Print

Gluten-Free Lemon Poppyseed Loaf

Slice of lemon poppyseed loaf on a blue plate surrounded by fresh lemon slices.

5 Stars 4 Stars 3 Stars 2 Stars 1 Star

2.3 from 3 reviews

This Lemon Poppy Seed Loaf is gluten-free and healthy and makes a delicious springtime snack or nutritious breakfast! Ready in under an hour and a perfect gluten-free recipe the whole family will enjoy!

Ingredients

Scale
  • 2 cups Gluten-Free All-Purpose Flour
  • 1/4 cup coconut palm sugar (or brown sugar)
  • 1 tsp baking powder
  • 1/2 tsp baking soda
  • 2 tbsp poppy seeds
  • 1/2 tsp salt
  • optional: 1/2 cup unsweetened coconut (plus more for sprinkling on top, if desired)
  • Zest from 2 lemons
  • Juice 1 lemon
  • 2 large eggs
  • 1 cup unsweetened non-dairy milk (almond, oat, coconut etc…)
  • 1/4 cup coconut oil, melted
  • 1/2 cup maple syrup
  • 1 tsp vanilla extract

Instructions

  1. Preheat oven to 375 degrees F.
  2. Grease an 8 x 4 inch loaf pan with coconut oil.
  3. Mix together gluten-free flour, coconut palm sugar, baking soda, baking powder, poppy seeds, salt. lemon zest and unsweetened coconut (if desired).
  4. In a separate bowl combine lemon juice, eggs, non-dairy milk, melted coconut oil, maple syrup and vanilla extract.
  5. Add wet ingredients to dry and stir to combine.
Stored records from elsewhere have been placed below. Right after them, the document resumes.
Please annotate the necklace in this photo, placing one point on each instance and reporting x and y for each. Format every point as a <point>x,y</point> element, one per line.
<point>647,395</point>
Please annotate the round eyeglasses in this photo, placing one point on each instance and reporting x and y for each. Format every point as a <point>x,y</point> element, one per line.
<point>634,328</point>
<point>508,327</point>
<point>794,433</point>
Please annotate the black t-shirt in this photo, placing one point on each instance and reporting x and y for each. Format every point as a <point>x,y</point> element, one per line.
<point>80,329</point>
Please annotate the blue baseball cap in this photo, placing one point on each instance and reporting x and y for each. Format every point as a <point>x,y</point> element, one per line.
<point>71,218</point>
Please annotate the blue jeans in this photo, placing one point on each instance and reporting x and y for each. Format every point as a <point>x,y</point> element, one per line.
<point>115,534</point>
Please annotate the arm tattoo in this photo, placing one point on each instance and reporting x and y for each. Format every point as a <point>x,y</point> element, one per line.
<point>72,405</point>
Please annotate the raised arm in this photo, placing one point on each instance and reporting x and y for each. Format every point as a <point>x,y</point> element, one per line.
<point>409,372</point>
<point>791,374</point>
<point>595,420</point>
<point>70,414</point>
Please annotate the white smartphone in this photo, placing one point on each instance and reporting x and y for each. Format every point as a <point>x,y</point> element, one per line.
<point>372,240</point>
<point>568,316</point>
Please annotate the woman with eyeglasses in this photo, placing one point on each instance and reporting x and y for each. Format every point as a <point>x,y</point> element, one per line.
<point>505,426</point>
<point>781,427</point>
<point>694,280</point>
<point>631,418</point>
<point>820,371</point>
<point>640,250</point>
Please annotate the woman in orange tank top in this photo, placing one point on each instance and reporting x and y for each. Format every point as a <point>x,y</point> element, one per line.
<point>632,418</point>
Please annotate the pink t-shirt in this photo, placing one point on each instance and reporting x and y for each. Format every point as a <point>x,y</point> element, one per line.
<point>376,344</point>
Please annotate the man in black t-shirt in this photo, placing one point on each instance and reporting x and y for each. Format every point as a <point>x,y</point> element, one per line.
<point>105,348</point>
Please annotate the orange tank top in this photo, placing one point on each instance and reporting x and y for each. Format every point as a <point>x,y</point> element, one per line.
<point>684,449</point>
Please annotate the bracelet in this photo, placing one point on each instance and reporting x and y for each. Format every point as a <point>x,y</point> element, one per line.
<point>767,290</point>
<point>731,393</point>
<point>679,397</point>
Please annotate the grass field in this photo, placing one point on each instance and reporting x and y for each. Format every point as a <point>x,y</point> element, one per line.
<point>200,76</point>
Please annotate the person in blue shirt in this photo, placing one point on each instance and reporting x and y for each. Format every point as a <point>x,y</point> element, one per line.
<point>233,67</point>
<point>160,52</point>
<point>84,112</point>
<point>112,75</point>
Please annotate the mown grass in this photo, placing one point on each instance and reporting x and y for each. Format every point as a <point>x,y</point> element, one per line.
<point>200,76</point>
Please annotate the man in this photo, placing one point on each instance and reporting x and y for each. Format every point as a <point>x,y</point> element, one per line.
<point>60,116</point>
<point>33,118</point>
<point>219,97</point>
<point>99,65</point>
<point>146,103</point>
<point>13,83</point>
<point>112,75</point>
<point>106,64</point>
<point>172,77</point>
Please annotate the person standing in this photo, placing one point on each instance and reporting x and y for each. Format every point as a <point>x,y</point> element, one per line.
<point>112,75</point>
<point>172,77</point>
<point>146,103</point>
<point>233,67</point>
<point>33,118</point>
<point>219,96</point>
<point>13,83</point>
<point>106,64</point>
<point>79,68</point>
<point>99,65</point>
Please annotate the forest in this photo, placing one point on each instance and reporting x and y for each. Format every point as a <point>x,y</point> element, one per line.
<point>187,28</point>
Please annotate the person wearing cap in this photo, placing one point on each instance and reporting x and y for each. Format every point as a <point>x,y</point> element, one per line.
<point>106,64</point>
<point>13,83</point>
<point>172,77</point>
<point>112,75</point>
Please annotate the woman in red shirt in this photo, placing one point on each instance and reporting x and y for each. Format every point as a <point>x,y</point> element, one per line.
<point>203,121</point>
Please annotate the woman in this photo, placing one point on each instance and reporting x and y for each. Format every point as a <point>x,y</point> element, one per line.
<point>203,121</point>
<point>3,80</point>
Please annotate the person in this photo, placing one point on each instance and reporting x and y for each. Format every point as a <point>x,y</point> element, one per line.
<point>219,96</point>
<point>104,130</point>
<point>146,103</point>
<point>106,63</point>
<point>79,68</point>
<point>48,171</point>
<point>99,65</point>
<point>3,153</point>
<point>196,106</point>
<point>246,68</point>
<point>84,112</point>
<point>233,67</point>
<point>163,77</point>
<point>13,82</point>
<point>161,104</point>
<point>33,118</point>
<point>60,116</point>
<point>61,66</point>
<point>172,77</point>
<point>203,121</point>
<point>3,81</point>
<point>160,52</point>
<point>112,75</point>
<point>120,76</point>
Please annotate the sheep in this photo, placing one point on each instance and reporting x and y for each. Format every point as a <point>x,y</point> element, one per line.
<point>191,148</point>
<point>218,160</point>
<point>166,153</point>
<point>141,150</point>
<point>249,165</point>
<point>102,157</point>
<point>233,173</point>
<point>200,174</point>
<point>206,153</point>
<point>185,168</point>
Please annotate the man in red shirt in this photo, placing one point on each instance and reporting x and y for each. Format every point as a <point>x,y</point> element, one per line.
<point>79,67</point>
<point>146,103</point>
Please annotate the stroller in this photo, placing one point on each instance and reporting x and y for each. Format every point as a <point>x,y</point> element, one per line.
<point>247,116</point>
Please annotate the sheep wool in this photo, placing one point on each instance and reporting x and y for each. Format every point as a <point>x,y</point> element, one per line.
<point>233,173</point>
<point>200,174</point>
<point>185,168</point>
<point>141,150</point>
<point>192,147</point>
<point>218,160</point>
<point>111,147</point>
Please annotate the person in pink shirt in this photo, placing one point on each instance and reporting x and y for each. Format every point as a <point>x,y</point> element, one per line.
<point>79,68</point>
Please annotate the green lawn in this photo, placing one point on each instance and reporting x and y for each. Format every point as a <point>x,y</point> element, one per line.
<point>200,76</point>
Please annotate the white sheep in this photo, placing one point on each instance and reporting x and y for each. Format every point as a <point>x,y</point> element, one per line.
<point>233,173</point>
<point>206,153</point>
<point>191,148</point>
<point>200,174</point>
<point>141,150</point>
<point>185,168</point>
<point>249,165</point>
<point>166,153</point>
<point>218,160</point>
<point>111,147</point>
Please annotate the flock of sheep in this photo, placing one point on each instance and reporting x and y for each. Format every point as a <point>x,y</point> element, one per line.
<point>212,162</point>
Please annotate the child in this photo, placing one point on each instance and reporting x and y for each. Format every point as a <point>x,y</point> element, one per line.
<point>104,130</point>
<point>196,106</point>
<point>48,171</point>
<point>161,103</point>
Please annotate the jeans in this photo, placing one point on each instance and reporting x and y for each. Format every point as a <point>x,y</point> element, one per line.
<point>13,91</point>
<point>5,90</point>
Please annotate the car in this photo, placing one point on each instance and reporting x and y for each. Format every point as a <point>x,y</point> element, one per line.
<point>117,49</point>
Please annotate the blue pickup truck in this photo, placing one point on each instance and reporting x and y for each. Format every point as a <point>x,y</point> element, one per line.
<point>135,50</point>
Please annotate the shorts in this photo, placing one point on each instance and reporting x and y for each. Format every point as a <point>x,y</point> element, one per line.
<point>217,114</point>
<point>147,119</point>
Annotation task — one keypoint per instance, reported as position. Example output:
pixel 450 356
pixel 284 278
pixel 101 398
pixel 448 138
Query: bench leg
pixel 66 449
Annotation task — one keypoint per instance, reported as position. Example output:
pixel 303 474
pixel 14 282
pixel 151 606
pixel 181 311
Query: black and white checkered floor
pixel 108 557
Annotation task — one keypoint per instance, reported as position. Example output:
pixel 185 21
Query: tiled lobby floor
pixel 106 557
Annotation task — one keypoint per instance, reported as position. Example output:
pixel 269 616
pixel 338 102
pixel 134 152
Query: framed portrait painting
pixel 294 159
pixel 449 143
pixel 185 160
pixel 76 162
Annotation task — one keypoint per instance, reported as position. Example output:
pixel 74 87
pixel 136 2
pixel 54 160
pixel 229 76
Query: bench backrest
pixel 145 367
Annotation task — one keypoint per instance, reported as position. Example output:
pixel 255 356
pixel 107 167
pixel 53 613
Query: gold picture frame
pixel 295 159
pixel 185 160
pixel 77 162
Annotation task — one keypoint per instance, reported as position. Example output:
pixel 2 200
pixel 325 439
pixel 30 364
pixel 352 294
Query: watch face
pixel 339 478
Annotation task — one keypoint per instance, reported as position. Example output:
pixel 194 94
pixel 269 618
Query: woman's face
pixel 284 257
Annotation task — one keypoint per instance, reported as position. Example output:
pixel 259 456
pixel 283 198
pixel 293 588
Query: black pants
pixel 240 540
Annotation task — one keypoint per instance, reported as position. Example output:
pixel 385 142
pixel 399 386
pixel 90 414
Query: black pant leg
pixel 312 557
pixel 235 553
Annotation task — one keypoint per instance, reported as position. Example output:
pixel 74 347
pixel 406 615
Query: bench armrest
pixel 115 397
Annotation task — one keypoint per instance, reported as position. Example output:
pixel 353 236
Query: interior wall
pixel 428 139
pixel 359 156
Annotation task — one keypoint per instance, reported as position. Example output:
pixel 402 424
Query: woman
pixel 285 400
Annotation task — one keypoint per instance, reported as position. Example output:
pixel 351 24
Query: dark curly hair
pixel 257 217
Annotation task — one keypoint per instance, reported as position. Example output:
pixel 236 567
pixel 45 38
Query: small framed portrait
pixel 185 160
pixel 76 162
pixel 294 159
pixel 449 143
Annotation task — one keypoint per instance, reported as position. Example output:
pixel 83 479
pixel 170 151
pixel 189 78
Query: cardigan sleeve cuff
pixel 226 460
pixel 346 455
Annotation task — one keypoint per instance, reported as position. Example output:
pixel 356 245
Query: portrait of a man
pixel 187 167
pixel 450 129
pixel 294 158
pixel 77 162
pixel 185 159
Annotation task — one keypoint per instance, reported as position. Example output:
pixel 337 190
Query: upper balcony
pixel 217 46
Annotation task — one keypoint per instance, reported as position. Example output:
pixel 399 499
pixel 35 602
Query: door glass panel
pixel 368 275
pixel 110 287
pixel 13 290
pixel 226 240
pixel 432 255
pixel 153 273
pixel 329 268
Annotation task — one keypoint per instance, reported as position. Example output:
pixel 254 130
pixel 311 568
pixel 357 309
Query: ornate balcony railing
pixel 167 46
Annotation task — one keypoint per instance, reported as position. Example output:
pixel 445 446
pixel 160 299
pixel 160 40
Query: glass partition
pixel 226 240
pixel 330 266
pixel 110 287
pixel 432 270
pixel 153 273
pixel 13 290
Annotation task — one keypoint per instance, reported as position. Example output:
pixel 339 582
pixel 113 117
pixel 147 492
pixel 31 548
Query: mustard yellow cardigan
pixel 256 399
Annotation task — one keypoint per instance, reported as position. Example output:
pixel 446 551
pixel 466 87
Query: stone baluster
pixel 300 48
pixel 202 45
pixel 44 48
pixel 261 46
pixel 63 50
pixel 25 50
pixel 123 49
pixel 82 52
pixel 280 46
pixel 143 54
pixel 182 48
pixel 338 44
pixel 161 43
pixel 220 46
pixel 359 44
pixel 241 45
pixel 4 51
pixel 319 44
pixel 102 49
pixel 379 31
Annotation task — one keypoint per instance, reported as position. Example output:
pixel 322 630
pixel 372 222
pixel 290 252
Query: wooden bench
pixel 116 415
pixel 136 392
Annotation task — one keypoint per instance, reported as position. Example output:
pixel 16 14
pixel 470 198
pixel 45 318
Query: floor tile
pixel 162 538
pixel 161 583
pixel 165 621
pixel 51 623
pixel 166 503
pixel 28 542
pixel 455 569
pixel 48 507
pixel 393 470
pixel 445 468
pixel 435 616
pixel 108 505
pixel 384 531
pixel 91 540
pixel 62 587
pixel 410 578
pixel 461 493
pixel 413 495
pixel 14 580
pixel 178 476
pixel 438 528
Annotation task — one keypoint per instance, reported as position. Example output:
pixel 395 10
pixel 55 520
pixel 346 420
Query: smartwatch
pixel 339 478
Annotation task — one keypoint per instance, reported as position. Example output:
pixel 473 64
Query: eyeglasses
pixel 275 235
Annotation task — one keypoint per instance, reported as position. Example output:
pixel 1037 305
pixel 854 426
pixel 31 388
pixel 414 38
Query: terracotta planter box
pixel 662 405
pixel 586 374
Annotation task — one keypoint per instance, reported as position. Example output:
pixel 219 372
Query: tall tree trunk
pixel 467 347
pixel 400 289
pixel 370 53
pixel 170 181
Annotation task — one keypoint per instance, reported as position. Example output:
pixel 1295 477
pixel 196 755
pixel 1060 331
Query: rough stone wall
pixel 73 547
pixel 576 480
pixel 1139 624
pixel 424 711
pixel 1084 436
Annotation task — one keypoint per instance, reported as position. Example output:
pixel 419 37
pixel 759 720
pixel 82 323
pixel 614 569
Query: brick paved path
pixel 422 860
Do not over-stir.
  6. Pour batter into loaf pan, sprinkle with coconut (if desired) and bake for 45-50 mins on middle rack or until a toothpick can be inserted into center of loaf and comes out clean.
  7. Remove from oven and let sit in pan for 20 mins before removing and placing on a wire rack to cool completely.
  8. Will keep for 3 days, wrapped tightly on the counter.